In the UK a trade union must obtain recognition as bargaining agent from the employer.

Paragraph 35 of Schedule A1 of the Trade Union and Labour Relations (Consolidation) Act 1992 (TULRCA) excludes recognition when another independent trade union is already recognised as the bargaining agent “on behalf of any workers falling within the relevant bargaining unit”.

If the employer rejects the recogntion, the trade union may present its application to the Central Arbitration Committee (CAC).

In this case the Independent Workers Union of Great Britain (IWGB) tried to obtain recognition from the University of London and from Cordant Security (the outsourcing company that employed the affected workers) for its 70 members workers (out of a workforce of around 4.000 workers).

The CAC agreed with the employers’ rejection, because of the already recognised trade union Unison. In addition, it rejected that the demand should be dealt with also by the University of London, since this was not the employer but the user company.

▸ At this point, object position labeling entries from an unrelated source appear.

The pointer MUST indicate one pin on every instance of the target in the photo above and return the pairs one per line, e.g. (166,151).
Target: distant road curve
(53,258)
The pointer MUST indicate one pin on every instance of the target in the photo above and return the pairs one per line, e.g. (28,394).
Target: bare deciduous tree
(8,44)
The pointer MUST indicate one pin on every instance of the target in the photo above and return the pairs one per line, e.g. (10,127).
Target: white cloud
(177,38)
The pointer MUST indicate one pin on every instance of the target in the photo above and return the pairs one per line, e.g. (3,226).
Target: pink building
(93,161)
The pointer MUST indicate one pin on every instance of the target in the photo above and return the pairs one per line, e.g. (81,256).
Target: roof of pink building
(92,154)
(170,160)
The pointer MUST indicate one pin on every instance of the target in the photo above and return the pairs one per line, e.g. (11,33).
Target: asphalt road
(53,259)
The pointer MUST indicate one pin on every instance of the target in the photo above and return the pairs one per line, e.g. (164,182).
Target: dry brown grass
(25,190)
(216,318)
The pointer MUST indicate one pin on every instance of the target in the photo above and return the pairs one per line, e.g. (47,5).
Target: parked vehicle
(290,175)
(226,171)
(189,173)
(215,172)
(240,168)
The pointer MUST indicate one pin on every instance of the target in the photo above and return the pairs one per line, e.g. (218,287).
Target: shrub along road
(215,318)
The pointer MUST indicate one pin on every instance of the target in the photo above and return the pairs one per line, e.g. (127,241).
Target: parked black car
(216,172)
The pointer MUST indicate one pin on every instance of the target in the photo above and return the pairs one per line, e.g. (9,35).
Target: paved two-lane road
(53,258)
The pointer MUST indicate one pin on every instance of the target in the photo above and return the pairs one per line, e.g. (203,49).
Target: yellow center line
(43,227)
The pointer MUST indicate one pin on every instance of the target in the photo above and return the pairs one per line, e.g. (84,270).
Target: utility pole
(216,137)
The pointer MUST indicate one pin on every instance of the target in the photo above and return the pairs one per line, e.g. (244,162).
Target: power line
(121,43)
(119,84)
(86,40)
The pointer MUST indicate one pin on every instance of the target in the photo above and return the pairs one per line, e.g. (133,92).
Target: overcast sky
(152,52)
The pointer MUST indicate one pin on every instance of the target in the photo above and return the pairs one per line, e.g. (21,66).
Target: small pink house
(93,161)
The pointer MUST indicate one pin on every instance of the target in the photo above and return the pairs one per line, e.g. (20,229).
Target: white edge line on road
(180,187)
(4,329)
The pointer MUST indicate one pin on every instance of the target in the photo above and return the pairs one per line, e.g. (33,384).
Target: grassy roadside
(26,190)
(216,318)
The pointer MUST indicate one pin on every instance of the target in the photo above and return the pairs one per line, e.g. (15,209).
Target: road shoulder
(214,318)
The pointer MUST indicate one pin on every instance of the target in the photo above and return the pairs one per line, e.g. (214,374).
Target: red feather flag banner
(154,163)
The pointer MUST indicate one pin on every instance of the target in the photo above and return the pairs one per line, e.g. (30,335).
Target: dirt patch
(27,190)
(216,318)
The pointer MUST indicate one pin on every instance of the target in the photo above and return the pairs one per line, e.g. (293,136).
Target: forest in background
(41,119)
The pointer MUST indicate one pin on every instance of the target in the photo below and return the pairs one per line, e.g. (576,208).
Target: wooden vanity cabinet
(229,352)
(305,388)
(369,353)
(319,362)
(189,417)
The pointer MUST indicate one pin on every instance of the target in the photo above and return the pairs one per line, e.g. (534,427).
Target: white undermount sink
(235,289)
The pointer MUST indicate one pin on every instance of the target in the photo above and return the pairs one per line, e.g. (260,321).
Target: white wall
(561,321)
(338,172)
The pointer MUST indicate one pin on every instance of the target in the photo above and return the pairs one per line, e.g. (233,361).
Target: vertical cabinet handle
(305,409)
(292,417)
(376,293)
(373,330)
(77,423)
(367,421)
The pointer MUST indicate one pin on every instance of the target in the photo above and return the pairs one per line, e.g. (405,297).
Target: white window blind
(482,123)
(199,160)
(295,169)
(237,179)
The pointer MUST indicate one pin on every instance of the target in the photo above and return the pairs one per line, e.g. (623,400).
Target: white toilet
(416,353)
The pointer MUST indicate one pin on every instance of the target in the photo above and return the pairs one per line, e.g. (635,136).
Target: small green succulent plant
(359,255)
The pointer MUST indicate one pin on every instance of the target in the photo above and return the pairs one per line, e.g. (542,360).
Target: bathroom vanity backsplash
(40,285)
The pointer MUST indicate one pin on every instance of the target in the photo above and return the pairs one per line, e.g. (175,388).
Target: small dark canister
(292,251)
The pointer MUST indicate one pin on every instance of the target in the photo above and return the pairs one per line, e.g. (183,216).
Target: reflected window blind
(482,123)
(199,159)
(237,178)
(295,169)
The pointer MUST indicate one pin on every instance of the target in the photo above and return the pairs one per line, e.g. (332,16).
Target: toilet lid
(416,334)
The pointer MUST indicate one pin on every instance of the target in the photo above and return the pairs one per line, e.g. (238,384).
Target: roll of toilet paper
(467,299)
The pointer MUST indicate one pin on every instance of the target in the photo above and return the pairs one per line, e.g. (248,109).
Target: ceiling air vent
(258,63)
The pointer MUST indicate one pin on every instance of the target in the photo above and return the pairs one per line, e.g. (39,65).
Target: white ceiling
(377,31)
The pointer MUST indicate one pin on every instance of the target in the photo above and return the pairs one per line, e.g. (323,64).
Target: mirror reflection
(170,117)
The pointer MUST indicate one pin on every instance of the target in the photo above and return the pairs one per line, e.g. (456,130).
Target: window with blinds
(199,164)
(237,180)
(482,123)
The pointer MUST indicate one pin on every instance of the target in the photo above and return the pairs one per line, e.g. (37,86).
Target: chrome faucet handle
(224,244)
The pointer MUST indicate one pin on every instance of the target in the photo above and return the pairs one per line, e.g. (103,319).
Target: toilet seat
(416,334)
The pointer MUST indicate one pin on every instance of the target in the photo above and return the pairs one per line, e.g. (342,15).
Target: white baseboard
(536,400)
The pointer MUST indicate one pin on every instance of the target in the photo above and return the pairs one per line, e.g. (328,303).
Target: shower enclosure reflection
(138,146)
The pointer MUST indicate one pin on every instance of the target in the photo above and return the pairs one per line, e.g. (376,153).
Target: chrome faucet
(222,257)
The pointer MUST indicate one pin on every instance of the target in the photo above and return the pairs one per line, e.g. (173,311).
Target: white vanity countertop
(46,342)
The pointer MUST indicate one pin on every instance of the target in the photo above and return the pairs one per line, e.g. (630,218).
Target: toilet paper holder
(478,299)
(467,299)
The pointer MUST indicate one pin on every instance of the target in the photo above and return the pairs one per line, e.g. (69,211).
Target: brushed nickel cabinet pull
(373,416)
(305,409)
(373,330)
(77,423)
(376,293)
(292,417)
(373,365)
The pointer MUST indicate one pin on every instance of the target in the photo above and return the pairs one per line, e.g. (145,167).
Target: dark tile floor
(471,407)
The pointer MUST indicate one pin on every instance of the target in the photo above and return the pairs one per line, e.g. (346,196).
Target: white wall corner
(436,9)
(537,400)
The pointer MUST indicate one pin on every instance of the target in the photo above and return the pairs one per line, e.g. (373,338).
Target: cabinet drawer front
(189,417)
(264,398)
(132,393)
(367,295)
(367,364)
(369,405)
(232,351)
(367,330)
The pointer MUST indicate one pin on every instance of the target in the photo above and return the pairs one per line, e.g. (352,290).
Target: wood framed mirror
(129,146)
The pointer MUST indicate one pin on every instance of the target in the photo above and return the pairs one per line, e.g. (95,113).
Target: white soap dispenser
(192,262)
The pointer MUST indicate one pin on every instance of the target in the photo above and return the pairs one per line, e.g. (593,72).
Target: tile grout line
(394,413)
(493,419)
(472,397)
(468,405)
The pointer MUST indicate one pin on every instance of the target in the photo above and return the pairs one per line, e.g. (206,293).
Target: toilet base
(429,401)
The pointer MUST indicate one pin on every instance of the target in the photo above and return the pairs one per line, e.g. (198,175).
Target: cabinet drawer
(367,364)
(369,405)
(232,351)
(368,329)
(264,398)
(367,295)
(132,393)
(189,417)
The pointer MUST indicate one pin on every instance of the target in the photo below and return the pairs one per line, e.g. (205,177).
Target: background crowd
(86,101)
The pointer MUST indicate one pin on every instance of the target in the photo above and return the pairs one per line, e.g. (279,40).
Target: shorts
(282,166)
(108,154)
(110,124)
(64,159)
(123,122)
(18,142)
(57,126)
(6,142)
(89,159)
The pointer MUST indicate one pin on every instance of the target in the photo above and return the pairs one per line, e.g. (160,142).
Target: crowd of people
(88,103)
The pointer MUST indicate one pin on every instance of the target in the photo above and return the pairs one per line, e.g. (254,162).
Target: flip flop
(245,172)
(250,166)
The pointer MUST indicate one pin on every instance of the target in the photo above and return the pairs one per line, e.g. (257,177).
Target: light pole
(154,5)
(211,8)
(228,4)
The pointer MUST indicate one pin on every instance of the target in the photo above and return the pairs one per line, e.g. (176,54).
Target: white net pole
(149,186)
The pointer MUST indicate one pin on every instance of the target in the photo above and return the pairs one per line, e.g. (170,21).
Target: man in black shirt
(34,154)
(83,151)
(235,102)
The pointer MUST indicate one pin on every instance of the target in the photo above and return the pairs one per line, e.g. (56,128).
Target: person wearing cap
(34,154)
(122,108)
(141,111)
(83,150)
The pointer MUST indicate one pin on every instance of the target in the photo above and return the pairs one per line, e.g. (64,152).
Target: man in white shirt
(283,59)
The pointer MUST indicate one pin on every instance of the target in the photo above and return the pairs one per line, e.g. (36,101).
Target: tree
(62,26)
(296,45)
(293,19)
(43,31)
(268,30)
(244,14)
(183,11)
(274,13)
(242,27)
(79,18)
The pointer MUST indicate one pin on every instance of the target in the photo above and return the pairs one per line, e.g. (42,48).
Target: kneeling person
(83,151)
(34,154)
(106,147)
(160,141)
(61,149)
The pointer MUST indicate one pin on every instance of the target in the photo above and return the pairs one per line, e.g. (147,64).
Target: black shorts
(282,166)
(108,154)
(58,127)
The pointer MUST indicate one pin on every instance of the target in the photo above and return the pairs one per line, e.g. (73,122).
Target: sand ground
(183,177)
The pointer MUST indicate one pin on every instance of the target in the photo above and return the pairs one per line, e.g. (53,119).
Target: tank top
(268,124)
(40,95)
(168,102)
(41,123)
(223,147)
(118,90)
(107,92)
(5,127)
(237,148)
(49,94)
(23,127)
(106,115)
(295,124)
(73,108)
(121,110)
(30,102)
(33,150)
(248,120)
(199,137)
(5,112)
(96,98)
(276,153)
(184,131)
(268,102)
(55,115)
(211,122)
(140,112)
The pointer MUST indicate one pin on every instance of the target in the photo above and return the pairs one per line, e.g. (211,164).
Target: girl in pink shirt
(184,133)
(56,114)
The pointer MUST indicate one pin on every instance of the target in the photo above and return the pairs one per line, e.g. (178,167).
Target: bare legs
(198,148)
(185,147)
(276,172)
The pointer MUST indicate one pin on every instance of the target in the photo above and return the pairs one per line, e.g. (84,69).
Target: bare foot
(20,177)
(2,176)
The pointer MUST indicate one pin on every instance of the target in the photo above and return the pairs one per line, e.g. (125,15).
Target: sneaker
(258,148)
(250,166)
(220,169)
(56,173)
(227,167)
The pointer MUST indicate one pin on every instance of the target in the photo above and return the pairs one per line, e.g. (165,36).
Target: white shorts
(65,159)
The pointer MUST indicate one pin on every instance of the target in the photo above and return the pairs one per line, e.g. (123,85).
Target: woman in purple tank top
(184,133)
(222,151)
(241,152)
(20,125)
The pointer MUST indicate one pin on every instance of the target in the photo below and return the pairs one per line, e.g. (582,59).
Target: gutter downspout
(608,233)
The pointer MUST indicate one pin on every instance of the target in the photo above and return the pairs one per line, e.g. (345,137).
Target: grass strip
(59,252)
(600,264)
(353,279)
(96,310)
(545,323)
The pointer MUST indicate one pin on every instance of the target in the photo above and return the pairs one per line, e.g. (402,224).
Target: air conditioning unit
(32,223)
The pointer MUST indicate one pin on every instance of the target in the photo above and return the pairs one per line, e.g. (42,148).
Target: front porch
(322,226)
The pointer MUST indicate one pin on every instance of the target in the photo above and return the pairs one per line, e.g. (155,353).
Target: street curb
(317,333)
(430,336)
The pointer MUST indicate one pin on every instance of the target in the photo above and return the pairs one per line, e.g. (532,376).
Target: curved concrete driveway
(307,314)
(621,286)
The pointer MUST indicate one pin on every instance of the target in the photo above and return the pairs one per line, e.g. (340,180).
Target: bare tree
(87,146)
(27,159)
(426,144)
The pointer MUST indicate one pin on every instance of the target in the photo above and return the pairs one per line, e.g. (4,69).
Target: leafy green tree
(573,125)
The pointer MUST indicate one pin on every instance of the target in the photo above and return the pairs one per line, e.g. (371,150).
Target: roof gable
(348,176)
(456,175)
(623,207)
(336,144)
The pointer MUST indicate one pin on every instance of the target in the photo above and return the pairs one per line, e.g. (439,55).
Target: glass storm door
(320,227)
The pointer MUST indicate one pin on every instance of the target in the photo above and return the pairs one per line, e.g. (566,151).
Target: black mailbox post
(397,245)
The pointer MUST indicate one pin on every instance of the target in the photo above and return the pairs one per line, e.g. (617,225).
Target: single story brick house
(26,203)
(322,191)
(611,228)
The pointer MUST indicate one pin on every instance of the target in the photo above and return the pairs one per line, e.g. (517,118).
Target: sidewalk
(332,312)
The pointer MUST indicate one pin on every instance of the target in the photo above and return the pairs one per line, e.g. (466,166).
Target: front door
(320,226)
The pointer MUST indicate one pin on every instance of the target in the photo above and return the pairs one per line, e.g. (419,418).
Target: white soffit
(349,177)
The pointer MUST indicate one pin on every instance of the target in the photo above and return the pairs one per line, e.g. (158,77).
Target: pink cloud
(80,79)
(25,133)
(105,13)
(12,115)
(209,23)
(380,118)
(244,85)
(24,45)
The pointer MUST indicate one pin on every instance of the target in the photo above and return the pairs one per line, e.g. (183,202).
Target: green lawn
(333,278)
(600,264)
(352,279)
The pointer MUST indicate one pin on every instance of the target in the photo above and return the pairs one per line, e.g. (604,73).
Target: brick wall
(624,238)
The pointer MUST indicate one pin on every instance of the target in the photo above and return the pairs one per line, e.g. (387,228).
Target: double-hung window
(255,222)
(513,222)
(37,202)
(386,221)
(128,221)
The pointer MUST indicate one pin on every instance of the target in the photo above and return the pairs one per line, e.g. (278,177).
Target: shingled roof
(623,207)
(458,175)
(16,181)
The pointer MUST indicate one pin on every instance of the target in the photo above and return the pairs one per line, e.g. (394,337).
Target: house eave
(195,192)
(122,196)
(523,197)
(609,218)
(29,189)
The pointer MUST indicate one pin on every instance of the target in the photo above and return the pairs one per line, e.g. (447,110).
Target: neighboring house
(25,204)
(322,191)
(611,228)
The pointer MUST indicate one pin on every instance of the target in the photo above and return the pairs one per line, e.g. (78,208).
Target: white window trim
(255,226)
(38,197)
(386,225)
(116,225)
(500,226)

On 26 February 2021, in the case Independent Workers Union of Great Britain v. Secretary of State for Business, Energy and Industrial Strategy and others, the Court of Appeal rejected the demand of IWGB for breach of Article 11 of the European Convention on Human Rights (freedom of assembly and association) on the basis of the law formulation and the intention of the legislator. Schedule A1 indeed refers to “the desirability of avoiding small fragmented bargaining units within an undertaking” (Paragraph 19B).

However, the judges left themselves some room for maneuver to change the case law in the future and in case of union’s greater representativeness. The judge referred to the hypotetical example of “a workforce constituting a single bargaining unit where all the non-management staff are represented by one independent trade union, recognised voluntarily by the employer; but this incumbent union loses the support of the workforce, to the extent that a majority of them join an insurgent union which then seeks recognition; the employer refuses; and because of paragraph 35 of Schedule A1 the insurgent union has no remedy. I would wish to reserve for consideration in a future case whether on those facts there would be a breach of the Article 11 rights of the insurgent union and its members. The "desirability of avoiding small, fragmented bargaining units" would not be a relevant factor”.

Such a settlement is not decisive in terms of case law and increases employers’ uncertainty for future similar situations.